Effects of prostaglandin E2 on nitric oxide-mediated nonadrenergic noncholinergic relaxations in the guinea-pig tracheal muscle.

The effects of histamine, prostaglandin (PG) E2 and substance P (SP) on functions of nonadrenergic noncholinergic inhibitory (iNANC) nerves were examined in the guinea-pig tracheal muscle in vitro. In the presence of indometacin (10 mumol/l), atropine (2 mumol/l) and propranolol (1 mumol/l), field stimulation (FS) (1-80 Hz, 1 ms, 30 V for 45 s) was applied to the muscle strip under a condition where the same degree of contraction was produced by each agonist.
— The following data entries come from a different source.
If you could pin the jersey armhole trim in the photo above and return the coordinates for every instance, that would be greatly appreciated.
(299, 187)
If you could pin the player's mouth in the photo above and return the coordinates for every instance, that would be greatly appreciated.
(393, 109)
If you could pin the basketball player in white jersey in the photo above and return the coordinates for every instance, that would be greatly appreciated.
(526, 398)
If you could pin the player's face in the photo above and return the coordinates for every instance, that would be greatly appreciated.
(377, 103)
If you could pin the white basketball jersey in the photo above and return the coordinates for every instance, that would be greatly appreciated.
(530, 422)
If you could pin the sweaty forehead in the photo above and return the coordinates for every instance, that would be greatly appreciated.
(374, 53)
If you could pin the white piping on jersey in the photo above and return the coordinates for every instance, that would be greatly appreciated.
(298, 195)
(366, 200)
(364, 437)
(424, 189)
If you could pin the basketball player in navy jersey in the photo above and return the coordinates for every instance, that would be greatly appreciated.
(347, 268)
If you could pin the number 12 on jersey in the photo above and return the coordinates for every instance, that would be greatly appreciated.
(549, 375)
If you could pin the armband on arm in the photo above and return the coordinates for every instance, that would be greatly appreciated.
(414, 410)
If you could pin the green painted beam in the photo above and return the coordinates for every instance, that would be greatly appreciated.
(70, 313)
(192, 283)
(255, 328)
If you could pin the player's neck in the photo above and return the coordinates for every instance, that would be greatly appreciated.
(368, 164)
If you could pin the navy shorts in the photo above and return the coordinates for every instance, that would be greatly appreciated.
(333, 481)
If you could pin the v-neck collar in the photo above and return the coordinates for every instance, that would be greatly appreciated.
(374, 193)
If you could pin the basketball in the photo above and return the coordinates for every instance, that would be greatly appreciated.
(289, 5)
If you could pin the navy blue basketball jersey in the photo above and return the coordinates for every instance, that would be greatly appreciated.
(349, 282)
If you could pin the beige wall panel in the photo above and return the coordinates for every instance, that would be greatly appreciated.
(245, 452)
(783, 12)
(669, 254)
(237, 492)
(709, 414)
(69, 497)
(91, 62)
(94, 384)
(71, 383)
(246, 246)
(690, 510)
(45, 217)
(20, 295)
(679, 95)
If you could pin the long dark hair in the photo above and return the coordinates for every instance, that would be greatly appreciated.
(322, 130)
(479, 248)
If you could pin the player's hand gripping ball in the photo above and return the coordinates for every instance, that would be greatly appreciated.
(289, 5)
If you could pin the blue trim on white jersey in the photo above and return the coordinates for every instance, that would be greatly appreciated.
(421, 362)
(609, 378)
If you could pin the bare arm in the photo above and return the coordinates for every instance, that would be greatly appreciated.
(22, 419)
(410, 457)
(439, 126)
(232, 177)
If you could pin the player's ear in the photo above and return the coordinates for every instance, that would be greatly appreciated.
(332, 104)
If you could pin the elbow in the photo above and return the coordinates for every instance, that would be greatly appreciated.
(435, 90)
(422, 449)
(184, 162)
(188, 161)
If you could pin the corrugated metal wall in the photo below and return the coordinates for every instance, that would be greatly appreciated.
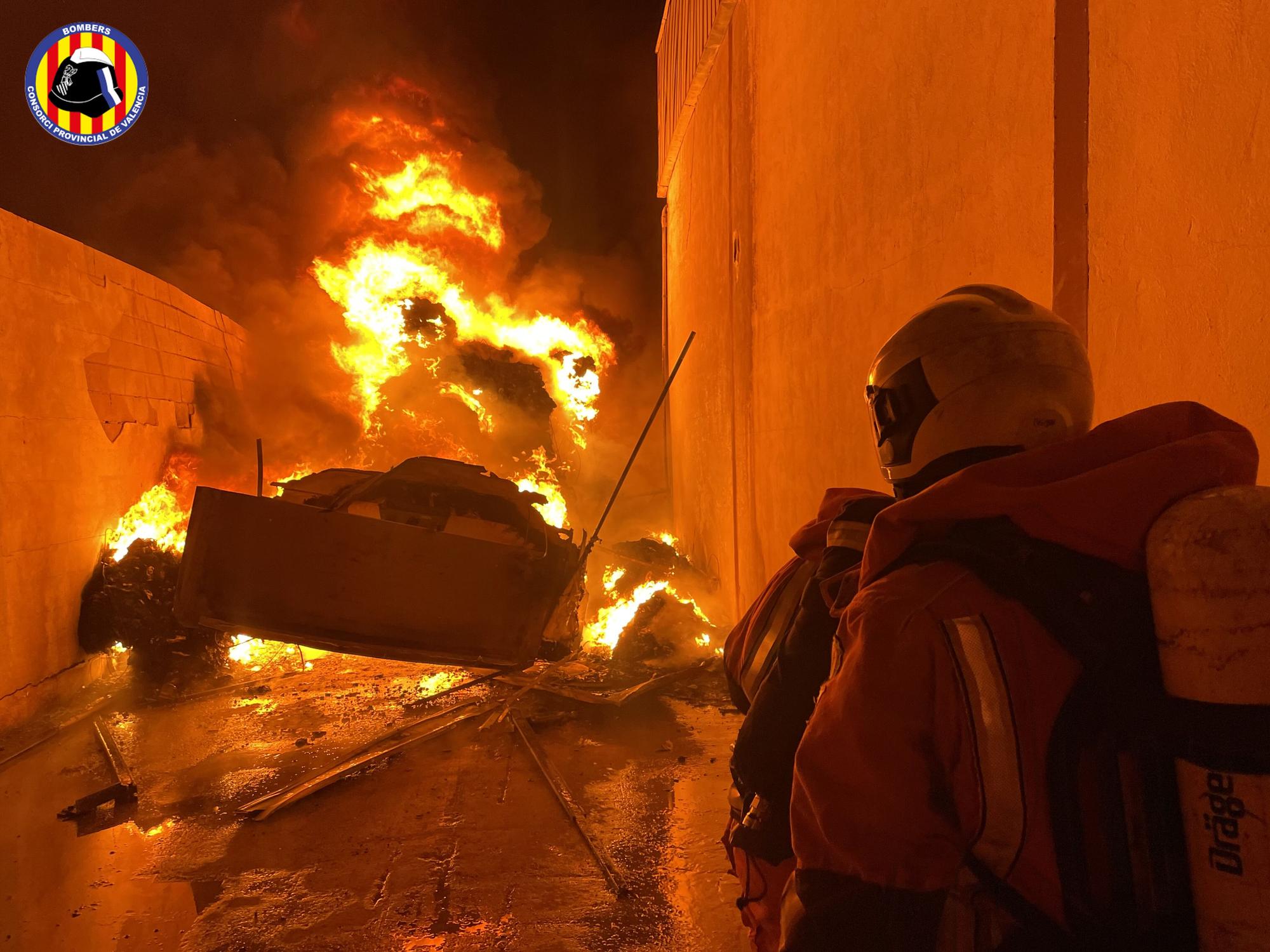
(686, 46)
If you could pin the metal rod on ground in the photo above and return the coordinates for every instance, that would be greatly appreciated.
(639, 444)
(563, 606)
(529, 737)
(78, 719)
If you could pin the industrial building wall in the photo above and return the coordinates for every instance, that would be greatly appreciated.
(845, 164)
(98, 364)
(1180, 208)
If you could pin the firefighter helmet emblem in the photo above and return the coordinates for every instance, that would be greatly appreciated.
(87, 84)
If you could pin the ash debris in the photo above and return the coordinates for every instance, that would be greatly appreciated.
(130, 602)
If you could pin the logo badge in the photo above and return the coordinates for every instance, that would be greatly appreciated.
(87, 84)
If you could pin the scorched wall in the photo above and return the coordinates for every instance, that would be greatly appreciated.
(830, 168)
(98, 364)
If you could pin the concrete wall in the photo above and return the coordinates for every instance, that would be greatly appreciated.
(846, 164)
(97, 370)
(1180, 208)
(849, 163)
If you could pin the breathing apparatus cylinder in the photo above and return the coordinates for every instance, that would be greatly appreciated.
(1208, 562)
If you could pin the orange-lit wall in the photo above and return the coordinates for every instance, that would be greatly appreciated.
(845, 164)
(848, 163)
(1180, 208)
(98, 364)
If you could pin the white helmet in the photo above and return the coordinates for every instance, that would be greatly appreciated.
(982, 373)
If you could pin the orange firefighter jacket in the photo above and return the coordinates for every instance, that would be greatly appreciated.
(928, 746)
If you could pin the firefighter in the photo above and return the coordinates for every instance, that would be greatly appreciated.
(777, 659)
(986, 766)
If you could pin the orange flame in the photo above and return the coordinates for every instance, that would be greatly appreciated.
(486, 420)
(426, 191)
(162, 515)
(388, 268)
(543, 480)
(617, 616)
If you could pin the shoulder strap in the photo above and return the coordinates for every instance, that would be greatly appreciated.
(1100, 614)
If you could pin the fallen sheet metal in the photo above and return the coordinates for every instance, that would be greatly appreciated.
(123, 791)
(613, 699)
(576, 812)
(385, 744)
(98, 708)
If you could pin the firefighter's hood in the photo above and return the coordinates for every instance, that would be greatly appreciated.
(808, 543)
(1097, 494)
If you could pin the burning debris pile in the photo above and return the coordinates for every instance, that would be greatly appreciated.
(449, 351)
(129, 604)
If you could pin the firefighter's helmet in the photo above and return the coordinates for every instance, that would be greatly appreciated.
(86, 83)
(981, 373)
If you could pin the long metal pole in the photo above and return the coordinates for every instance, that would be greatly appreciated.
(639, 444)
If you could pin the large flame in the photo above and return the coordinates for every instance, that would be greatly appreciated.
(162, 515)
(615, 616)
(543, 480)
(377, 286)
(421, 221)
(426, 192)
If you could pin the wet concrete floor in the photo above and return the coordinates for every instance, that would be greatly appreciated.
(455, 843)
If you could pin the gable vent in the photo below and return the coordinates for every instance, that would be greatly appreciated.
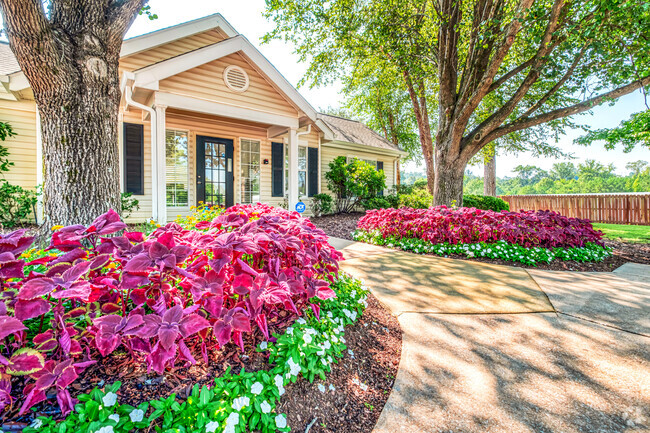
(235, 78)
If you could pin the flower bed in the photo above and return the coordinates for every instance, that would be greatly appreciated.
(528, 237)
(165, 300)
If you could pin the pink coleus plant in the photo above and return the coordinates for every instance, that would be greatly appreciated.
(165, 298)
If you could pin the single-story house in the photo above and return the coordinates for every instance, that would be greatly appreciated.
(205, 117)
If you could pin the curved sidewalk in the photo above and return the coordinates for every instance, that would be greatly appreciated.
(491, 348)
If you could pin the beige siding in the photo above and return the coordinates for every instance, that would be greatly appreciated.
(328, 154)
(21, 115)
(206, 82)
(169, 50)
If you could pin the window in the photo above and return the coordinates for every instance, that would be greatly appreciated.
(177, 168)
(302, 170)
(250, 171)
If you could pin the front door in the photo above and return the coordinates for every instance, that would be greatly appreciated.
(214, 171)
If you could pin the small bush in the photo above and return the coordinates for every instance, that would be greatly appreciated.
(353, 182)
(467, 226)
(129, 204)
(417, 199)
(16, 204)
(485, 202)
(321, 204)
(375, 203)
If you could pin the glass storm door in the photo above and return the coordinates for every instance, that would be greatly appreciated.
(214, 171)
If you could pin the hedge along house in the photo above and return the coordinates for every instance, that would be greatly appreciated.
(204, 118)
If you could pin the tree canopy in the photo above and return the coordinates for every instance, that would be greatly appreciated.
(476, 71)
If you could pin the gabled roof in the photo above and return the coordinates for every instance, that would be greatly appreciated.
(352, 131)
(149, 76)
(156, 38)
(8, 62)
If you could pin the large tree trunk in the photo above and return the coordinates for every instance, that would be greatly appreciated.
(70, 59)
(490, 175)
(449, 174)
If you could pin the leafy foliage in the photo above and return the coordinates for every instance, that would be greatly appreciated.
(235, 402)
(468, 226)
(353, 182)
(321, 204)
(498, 250)
(164, 299)
(485, 202)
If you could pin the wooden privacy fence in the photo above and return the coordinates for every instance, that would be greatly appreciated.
(620, 208)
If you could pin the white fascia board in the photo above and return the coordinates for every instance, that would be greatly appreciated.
(224, 110)
(363, 148)
(146, 77)
(169, 34)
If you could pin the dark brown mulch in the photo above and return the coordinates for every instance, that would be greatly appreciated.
(375, 341)
(376, 344)
(342, 226)
(339, 226)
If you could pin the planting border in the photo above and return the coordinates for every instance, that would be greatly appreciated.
(235, 402)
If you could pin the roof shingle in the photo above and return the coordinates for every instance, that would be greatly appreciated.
(352, 131)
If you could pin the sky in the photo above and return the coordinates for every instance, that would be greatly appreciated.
(246, 16)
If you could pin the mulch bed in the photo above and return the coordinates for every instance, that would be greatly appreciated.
(342, 226)
(375, 341)
(362, 381)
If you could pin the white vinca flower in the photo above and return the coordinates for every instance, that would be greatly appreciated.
(257, 388)
(281, 421)
(265, 406)
(240, 402)
(136, 415)
(109, 399)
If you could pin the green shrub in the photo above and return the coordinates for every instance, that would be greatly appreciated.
(353, 182)
(16, 204)
(417, 199)
(485, 202)
(375, 203)
(321, 204)
(129, 204)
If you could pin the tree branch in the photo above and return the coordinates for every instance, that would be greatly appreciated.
(528, 122)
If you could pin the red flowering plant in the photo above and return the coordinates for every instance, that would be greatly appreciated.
(168, 298)
(546, 229)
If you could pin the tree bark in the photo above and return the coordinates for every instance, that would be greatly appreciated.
(490, 175)
(71, 62)
(449, 173)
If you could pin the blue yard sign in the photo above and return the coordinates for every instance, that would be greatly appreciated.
(300, 207)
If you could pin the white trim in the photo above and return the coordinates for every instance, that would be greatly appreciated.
(39, 166)
(189, 168)
(225, 110)
(148, 76)
(179, 31)
(259, 153)
(170, 67)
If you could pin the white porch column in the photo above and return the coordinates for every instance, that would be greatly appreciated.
(293, 169)
(158, 171)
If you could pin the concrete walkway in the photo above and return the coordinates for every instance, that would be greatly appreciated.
(498, 349)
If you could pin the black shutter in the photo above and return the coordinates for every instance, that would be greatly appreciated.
(134, 158)
(380, 167)
(277, 169)
(312, 170)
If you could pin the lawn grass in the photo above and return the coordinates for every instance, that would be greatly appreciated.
(625, 233)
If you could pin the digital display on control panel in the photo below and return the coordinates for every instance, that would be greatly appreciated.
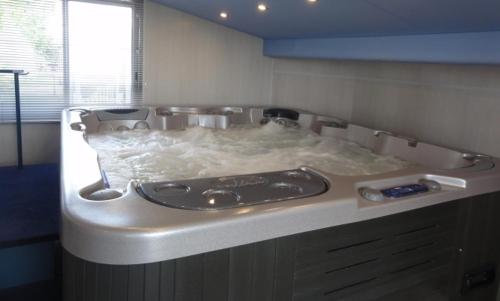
(405, 190)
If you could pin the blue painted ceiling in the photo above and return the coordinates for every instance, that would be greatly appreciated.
(292, 19)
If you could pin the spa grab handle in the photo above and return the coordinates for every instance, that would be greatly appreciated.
(18, 113)
(412, 142)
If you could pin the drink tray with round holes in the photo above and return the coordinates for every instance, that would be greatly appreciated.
(234, 191)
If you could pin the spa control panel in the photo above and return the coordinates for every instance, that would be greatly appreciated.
(234, 191)
(397, 192)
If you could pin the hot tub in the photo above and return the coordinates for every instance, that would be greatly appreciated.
(111, 217)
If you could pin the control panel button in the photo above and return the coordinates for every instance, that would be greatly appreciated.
(371, 194)
(432, 185)
(405, 190)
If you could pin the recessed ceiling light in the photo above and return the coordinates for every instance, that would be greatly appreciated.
(262, 7)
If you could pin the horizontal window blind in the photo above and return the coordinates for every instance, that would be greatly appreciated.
(76, 52)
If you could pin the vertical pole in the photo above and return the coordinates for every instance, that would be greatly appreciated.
(18, 122)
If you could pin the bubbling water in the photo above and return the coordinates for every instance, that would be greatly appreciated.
(154, 155)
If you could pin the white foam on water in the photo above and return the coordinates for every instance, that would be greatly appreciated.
(154, 155)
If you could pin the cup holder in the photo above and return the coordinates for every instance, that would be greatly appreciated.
(104, 195)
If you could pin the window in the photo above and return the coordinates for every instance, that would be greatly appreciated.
(77, 53)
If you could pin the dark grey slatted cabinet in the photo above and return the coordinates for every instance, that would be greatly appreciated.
(417, 255)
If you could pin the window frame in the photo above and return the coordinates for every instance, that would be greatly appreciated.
(136, 44)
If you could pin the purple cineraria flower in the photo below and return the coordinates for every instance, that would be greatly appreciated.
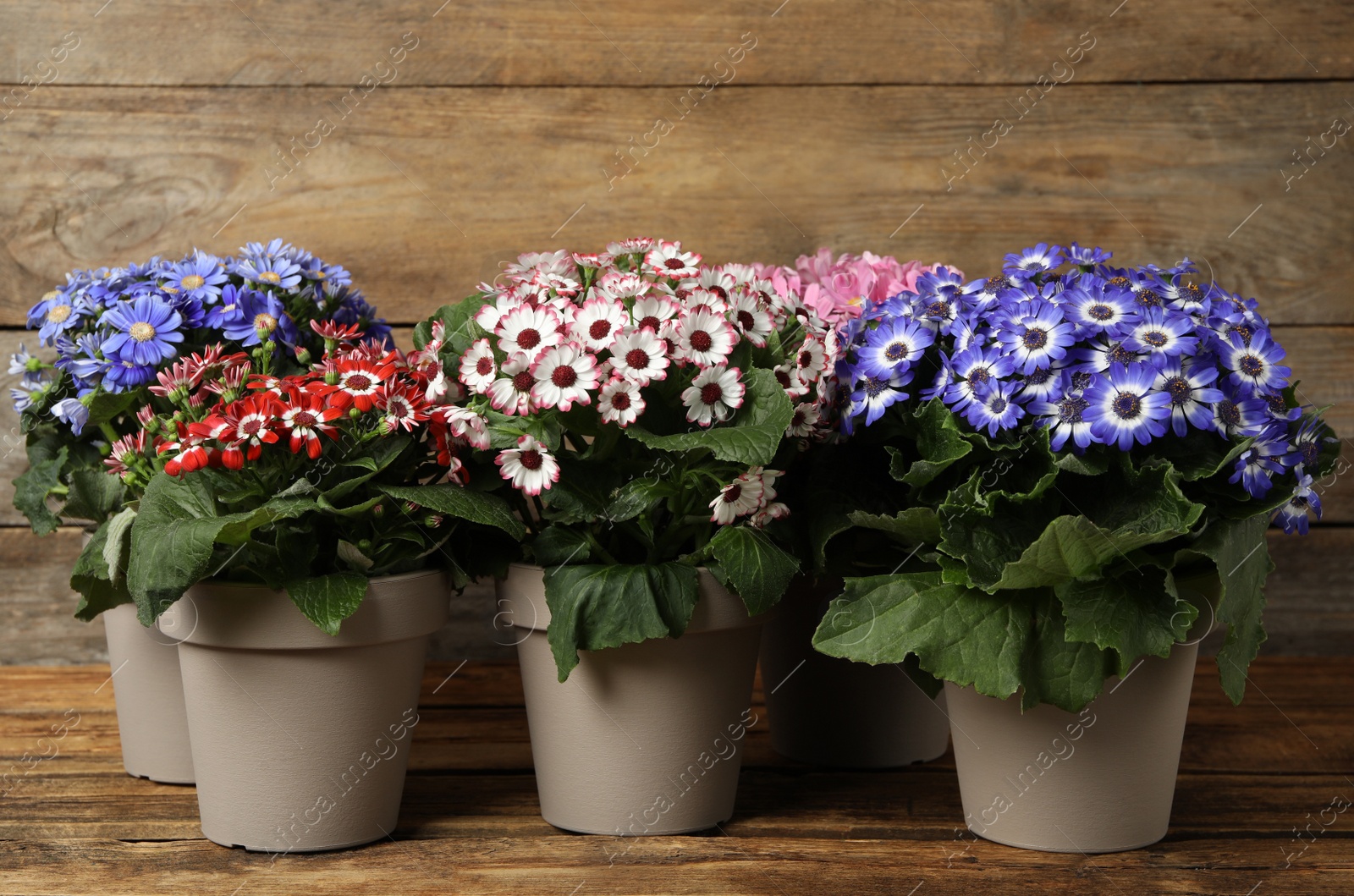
(1123, 408)
(993, 408)
(1256, 365)
(1035, 334)
(146, 331)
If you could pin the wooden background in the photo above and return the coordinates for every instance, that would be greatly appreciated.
(1177, 133)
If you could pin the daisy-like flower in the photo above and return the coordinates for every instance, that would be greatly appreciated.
(1162, 333)
(738, 498)
(565, 374)
(530, 466)
(478, 367)
(530, 331)
(704, 338)
(1036, 334)
(897, 343)
(1256, 365)
(597, 322)
(620, 402)
(146, 331)
(668, 260)
(511, 393)
(305, 417)
(1124, 409)
(714, 395)
(993, 408)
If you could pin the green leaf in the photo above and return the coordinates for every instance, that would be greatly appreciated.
(33, 486)
(751, 437)
(599, 607)
(464, 503)
(1134, 612)
(958, 634)
(328, 600)
(755, 564)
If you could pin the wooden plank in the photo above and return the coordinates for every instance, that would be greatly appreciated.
(596, 42)
(424, 192)
(688, 866)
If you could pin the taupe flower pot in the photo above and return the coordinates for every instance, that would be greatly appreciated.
(300, 739)
(642, 738)
(830, 711)
(148, 692)
(1097, 781)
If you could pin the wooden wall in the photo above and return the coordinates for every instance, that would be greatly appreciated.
(945, 130)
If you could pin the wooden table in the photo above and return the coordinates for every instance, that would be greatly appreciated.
(1247, 818)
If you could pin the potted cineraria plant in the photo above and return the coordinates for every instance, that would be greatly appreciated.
(825, 710)
(306, 524)
(117, 336)
(642, 406)
(1060, 480)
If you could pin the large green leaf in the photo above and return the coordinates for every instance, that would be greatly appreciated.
(464, 503)
(599, 607)
(756, 566)
(328, 600)
(751, 436)
(956, 632)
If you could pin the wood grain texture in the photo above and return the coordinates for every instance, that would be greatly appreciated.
(525, 42)
(424, 192)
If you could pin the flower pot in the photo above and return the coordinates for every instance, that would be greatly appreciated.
(148, 692)
(1097, 781)
(830, 711)
(642, 738)
(301, 739)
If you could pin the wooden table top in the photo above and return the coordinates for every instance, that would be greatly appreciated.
(1247, 818)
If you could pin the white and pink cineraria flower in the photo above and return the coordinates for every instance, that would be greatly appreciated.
(564, 374)
(640, 356)
(668, 260)
(738, 498)
(478, 367)
(714, 395)
(703, 338)
(597, 322)
(620, 402)
(530, 466)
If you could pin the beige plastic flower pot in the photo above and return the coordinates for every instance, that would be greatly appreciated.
(830, 711)
(300, 739)
(1097, 781)
(148, 692)
(642, 738)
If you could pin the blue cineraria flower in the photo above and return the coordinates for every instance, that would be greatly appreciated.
(1081, 255)
(263, 317)
(1035, 334)
(895, 344)
(1027, 263)
(1239, 415)
(1292, 516)
(74, 413)
(873, 394)
(994, 408)
(1257, 363)
(200, 278)
(1189, 385)
(1161, 333)
(146, 331)
(1123, 406)
(974, 371)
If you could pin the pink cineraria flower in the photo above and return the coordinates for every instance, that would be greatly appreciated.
(530, 466)
(714, 395)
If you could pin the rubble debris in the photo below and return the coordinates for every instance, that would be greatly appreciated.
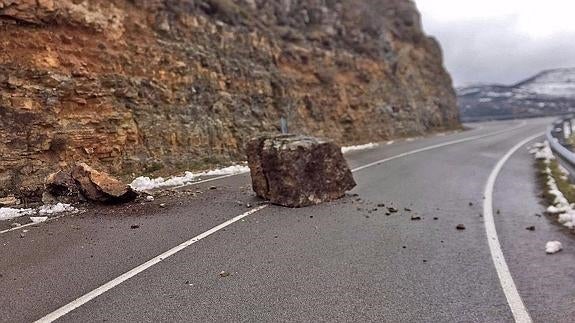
(552, 247)
(100, 187)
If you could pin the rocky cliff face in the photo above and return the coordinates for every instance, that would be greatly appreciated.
(142, 85)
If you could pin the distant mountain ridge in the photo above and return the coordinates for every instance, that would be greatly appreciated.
(549, 92)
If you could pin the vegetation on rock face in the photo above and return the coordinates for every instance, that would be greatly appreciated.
(123, 84)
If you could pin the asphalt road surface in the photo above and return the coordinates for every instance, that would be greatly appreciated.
(340, 261)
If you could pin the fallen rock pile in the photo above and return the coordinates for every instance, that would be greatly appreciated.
(297, 171)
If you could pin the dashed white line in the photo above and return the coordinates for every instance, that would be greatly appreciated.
(514, 300)
(122, 278)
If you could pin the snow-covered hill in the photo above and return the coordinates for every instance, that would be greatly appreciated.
(547, 93)
(556, 83)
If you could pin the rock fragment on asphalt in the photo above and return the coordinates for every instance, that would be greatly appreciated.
(101, 187)
(224, 274)
(552, 247)
(298, 171)
(9, 201)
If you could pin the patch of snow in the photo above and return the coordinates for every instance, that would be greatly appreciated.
(11, 213)
(565, 212)
(348, 149)
(144, 183)
(552, 247)
(7, 213)
(57, 208)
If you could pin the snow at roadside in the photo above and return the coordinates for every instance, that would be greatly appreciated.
(564, 211)
(144, 183)
(348, 149)
(7, 213)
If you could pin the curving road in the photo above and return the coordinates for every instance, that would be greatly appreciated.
(341, 261)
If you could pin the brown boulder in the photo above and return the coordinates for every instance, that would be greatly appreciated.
(101, 187)
(297, 171)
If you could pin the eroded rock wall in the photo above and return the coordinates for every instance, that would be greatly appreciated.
(134, 86)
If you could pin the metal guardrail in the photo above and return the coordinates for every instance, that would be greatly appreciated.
(565, 157)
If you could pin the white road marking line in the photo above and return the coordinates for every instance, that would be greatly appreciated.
(514, 300)
(449, 143)
(122, 278)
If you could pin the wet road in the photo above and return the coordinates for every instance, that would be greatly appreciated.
(340, 261)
Magnitudes of FS-induced relaxations were significantly smaller for the case of PGE2- or SP-produced contraction than those for the case of histamine-produced contraction. The FS-induced relaxations at lower stimulus frequencies (1-5 Hz) were suppressed by N omega-nitro-L-arginine methylester (L-NAME) (100 mumol/l) during histamine, although they were not affected by L-NAME during PGE2 or SP. Susceptibility of tracheal muscle to S-nitroso-N-acetylpenicillamine, a donor of nitric oxide (NO), was not different during PGE2 or histamine; it was significantly less during SP. FS-induced relaxation during histamine was suppressed by concomitant administration of PGE2 (10 nmol/l), however, not by concomitant administration of SP (30-100 nmol/l). These results suggest that PGE2 may inhibit release of NO from iNANC nerves in airways, whereas SP may suppress responsiveness of airway smooth muscle to the released NO. Results also indicate a possible involvement of these inflammatory mediators under conditions where airway iNANC nerves are impaired.